La Samp e la notte dei rubinetti

«1999 - Sempre in ottobre, due ore di guerriglia intorno allo stadio Marassi alla fine di una partita di Coppa Italia tra Sampdoria e Bologna, con lanci di lacrimogeni, danni a mezzi pubblici e privati, incendi di cassonetti. Bollettino: un tifoso ferito alla testa e diversi agenti di polizia e carabinieri contusi». È quanto riporta il «Romanzo nero del calcio italiano» a proposito di quella che gli sportivi genovesi, non solo i sampdoriani, ricordano come la «notte dei rubinetti».
Sono in programma i sedicesimi di finale della Coppa Italia. L’andata si gioca a Genova il 12 ottobre. Per i blucerchiati è una sorta di rivincita su quel Bologna che pochi mesi prima l’aveva condannata alla retrocessione vincendo in casa, alla penultima di campionato una partita per i rossoblù inutile. I tifosi avrebbero voluto che gli emiliani si lasciassero battere, che Ingesson non calciasse in porta un rigore contestato assegnato dall’arbitro Trentalange. Insomma, non è una partita di Coppa Italia. E il passato prossimo conta più di quello remoto, l’odio per Gianluca Pagliuca, portiere del Bologna è più forte dell’amore e della gratitudine verso il «numero uno» dello scudetto. Non è una partita qualsiasi, e non solo per la Samp. Anche il mondo del calcio, italiano e internazionale, è tutto concentrato su Marassi. In mondovisione va in scena per la prima volta l’esperimento, subito abortito, del doppio arbitro in campo. Un dettaglio per la Gradinata Sud. Che al rientro delle squadre dopo l’intervallo, aspetta che Pagliuca si avvicini per difendere la porta più vicina al cuore del tifo blucerchiato. Per la cronaca, il Bologna è in vantaggio 1-0 con un altro gol di Andersson.

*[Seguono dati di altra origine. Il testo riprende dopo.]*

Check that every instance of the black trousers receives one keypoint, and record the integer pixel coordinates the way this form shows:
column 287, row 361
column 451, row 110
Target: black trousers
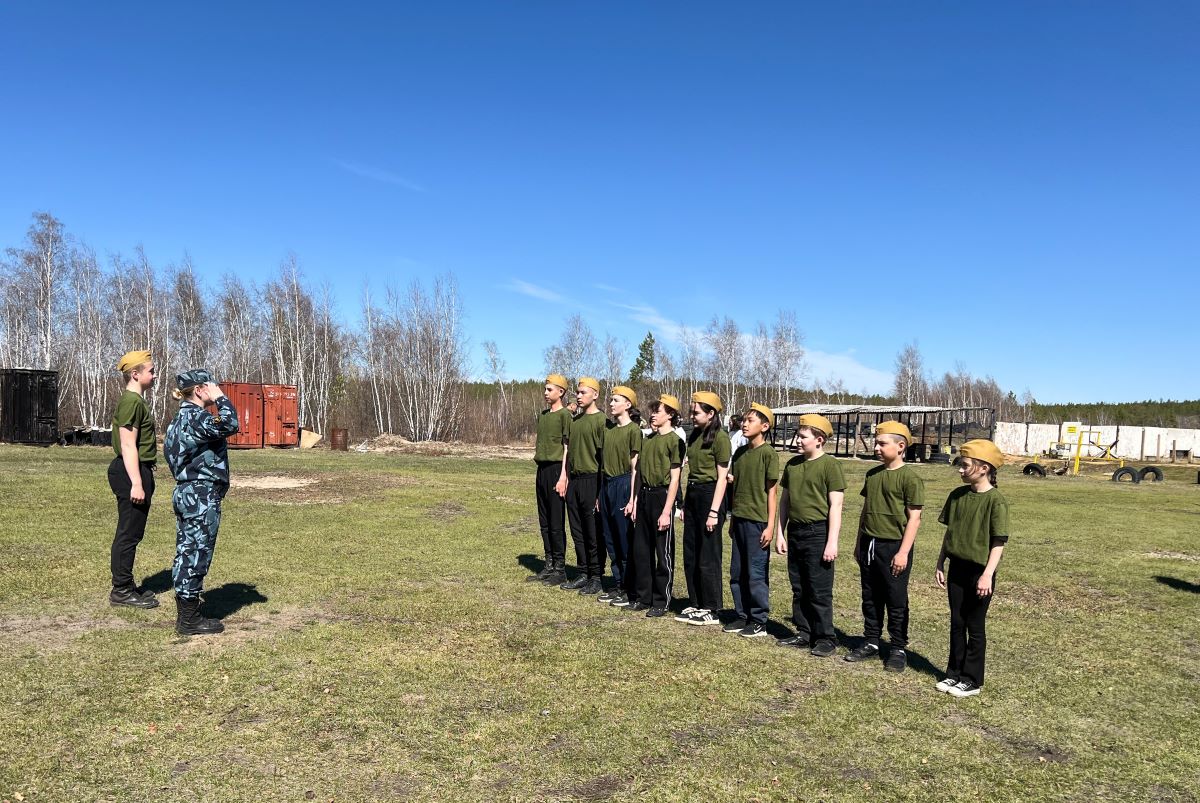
column 131, row 520
column 582, row 493
column 551, row 510
column 969, row 637
column 702, row 549
column 651, row 568
column 882, row 592
column 811, row 580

Lo stile Samp imposto da Paolo Mantovani viene seppellito nello stesso album dei ricordi di Pagliuca. Perché sul portiere piove di tutto. Un lancio fitto di arance e bottigliette gli impedisce di prendere posto in campo. Gli arbitri sono costretti a non fischiare l’inizio del secondo tempo. I giocatori della Samp provano a calmare i tifosi e dopo 15 minuti si riparte. La tregua dura qualche secondo. Perché finite le scorte di arance, i tifosi trovano nuove munizioni e fanno volare in campo anche i rubinetti recuperati nei bagni, completamente devastati, dello stadio. La partita finisce lì. 2-0 a tavolino, sei giornate di squalifica al campo. Poi la guerriglia fuori dello stadio. Tutto in mondovisione.